The growth rate of the HSI has slowed down. There are a few factors influencing this, such as a shorter February due to the 2024 leap year and the Taylor Swift concert of last year.

Clearly in 2025 people are prioritising the essentials, as spending lifted for utilities (up 1.9 per cent), health (up 0.7 per cent), insurance (up 0.7 per cent), household services (up 0.4 per cent) and motor vehicle (up 0.1 per cent).

However, not all of the country was united, as some areas saw increased spending while others dipped.

For example, the ACT and Tasmania saw a decline in annual growth, down 1.6 per cent and -0.2 per cent, respectively.
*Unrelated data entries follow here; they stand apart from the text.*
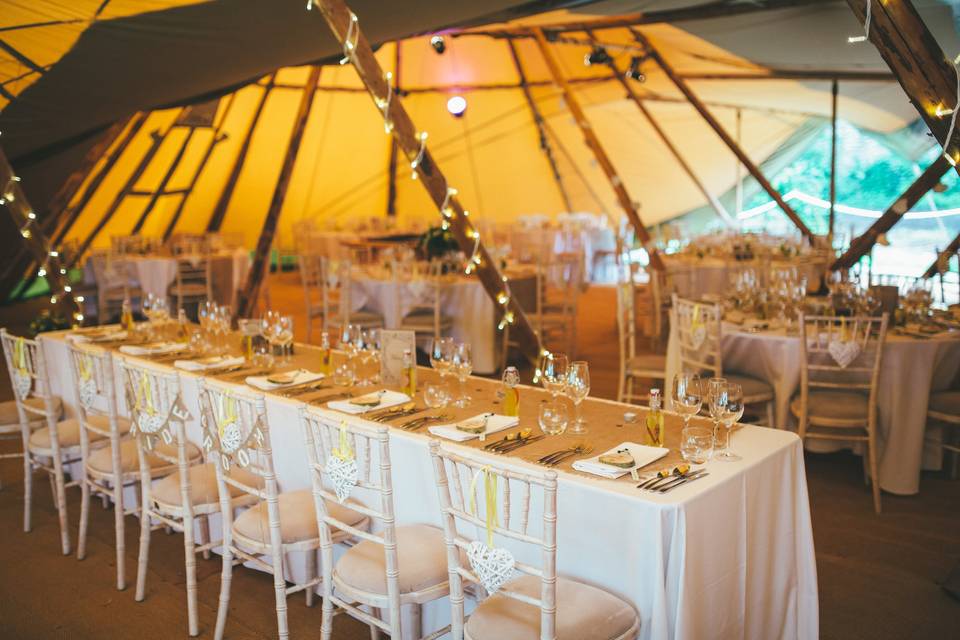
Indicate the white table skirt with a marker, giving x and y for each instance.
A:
(909, 371)
(730, 556)
(464, 300)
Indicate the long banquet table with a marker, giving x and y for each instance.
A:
(728, 556)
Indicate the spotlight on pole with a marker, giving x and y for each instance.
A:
(597, 55)
(634, 72)
(457, 106)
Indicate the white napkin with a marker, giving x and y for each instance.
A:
(642, 456)
(302, 376)
(387, 399)
(203, 364)
(495, 422)
(152, 349)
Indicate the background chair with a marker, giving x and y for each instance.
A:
(396, 567)
(538, 603)
(837, 402)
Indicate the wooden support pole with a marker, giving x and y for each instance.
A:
(724, 136)
(598, 151)
(635, 98)
(834, 90)
(927, 76)
(220, 211)
(860, 246)
(14, 200)
(247, 297)
(951, 249)
(345, 27)
(541, 124)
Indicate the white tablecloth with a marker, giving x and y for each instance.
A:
(909, 371)
(730, 556)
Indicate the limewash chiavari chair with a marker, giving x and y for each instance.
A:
(700, 336)
(397, 567)
(58, 441)
(840, 402)
(237, 435)
(100, 421)
(633, 366)
(538, 604)
(158, 415)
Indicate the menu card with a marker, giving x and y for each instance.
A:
(392, 346)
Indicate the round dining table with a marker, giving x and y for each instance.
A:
(911, 368)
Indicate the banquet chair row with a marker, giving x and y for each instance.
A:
(385, 566)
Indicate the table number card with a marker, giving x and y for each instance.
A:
(393, 344)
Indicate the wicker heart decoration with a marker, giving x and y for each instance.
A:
(22, 383)
(493, 566)
(843, 352)
(343, 473)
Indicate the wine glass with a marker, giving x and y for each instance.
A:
(687, 396)
(554, 373)
(553, 417)
(462, 364)
(731, 413)
(577, 389)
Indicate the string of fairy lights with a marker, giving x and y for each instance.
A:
(940, 110)
(12, 197)
(448, 211)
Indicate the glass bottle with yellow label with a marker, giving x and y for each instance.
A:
(511, 395)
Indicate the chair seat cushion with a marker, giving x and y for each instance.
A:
(583, 613)
(298, 518)
(835, 405)
(752, 387)
(945, 402)
(101, 460)
(203, 486)
(648, 362)
(421, 556)
(9, 414)
(68, 431)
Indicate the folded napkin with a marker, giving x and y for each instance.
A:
(216, 362)
(385, 397)
(495, 422)
(152, 348)
(642, 456)
(300, 376)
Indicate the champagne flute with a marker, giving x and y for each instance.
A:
(686, 395)
(462, 364)
(577, 389)
(731, 414)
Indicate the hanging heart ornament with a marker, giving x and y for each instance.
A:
(343, 474)
(493, 566)
(843, 352)
(22, 383)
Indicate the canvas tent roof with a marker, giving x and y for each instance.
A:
(141, 55)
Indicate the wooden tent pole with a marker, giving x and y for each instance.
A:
(220, 211)
(15, 202)
(394, 148)
(834, 90)
(861, 245)
(541, 125)
(951, 249)
(598, 151)
(344, 24)
(635, 98)
(247, 297)
(56, 211)
(724, 136)
(214, 141)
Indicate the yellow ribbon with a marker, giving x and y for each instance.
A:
(490, 496)
(344, 452)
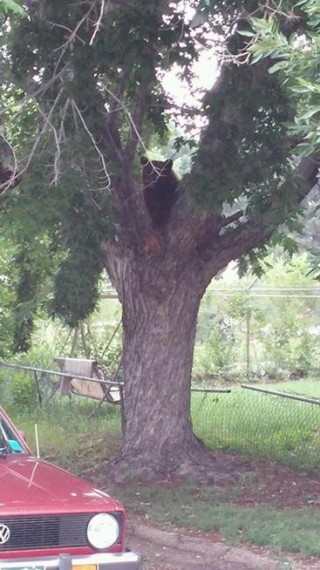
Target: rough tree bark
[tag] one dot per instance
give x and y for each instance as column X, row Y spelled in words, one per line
column 160, row 292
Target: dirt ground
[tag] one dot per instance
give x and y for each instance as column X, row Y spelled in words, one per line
column 183, row 550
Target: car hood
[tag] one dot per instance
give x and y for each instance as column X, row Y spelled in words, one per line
column 34, row 486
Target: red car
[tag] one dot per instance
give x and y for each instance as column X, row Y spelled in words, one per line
column 52, row 520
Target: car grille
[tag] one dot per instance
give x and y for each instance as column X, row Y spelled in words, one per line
column 38, row 532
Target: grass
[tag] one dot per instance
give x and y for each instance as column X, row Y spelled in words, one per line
column 73, row 438
column 193, row 507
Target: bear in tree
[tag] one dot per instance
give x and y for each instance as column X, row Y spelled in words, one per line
column 8, row 178
column 159, row 189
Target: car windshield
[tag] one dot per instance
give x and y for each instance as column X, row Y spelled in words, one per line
column 8, row 439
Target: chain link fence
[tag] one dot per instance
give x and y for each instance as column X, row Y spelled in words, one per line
column 261, row 422
column 258, row 332
column 254, row 420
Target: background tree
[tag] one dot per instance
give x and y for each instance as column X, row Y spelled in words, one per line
column 88, row 74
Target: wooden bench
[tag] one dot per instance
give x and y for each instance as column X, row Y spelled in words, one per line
column 86, row 378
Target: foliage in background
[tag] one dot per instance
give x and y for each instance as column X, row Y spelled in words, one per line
column 278, row 326
column 297, row 57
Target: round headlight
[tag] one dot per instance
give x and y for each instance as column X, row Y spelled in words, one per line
column 103, row 531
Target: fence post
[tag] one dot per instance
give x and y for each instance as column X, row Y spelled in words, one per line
column 248, row 334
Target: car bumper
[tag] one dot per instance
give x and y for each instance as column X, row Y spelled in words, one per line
column 127, row 560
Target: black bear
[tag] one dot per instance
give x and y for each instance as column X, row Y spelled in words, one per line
column 8, row 179
column 159, row 189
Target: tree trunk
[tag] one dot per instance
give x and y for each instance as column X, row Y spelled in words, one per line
column 159, row 325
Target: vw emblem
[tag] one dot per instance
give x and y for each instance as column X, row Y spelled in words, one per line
column 4, row 533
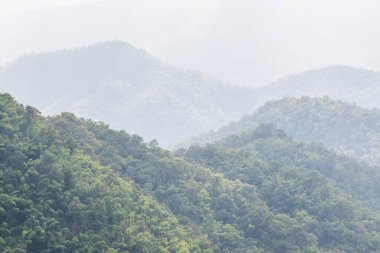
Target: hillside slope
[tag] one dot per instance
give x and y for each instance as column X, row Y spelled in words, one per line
column 344, row 127
column 127, row 88
column 54, row 198
column 338, row 82
column 69, row 182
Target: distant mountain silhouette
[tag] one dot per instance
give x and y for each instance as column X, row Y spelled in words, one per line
column 126, row 87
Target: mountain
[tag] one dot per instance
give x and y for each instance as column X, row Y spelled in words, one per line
column 55, row 198
column 273, row 145
column 127, row 88
column 344, row 127
column 74, row 184
column 338, row 82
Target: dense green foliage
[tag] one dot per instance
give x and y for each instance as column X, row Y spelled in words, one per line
column 291, row 190
column 54, row 198
column 272, row 206
column 272, row 145
column 344, row 127
column 74, row 185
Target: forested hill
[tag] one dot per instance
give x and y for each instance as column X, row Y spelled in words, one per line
column 69, row 184
column 55, row 198
column 127, row 88
column 344, row 127
column 338, row 82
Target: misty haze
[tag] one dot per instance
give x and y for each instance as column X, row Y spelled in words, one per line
column 189, row 126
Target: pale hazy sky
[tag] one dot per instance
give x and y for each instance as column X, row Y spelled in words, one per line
column 246, row 42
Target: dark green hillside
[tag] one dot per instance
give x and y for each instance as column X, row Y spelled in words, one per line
column 272, row 206
column 55, row 198
column 74, row 185
column 272, row 145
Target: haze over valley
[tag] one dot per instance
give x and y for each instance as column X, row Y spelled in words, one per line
column 189, row 126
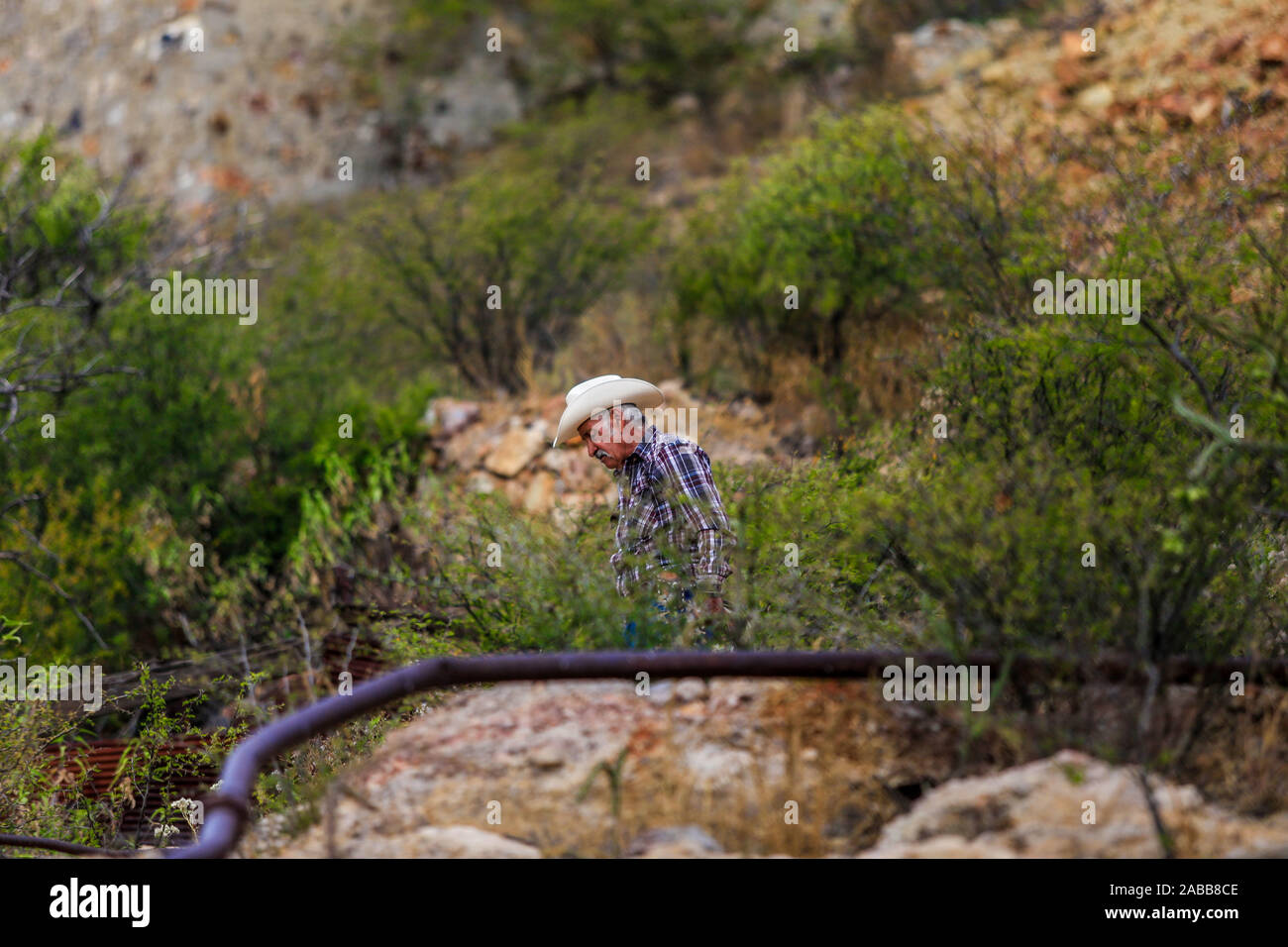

Victoria rose 0.7 per cent, outshined by Western Australia (up 2.3 per cent), South Australia (up 2 per cent), Queensland (up 1.9 per cent) and NSW (up 1.7 per cent).

“Annual spending has been mixed across the country and we await the March spending data to gauge the impacts of ex-Tropical Cyclone Alfred with parts of Queensland and northern NSW heavily impacted by the natural disaster,” Allen added.

The year ahead already has unpredictability in the air. CBA has penned another rate drop in May but whether this happens or not is up in the air. US President Donald Trump is likely to have continued impact in the wake of tariffs.

Broker Daily will continue to monitor these trends.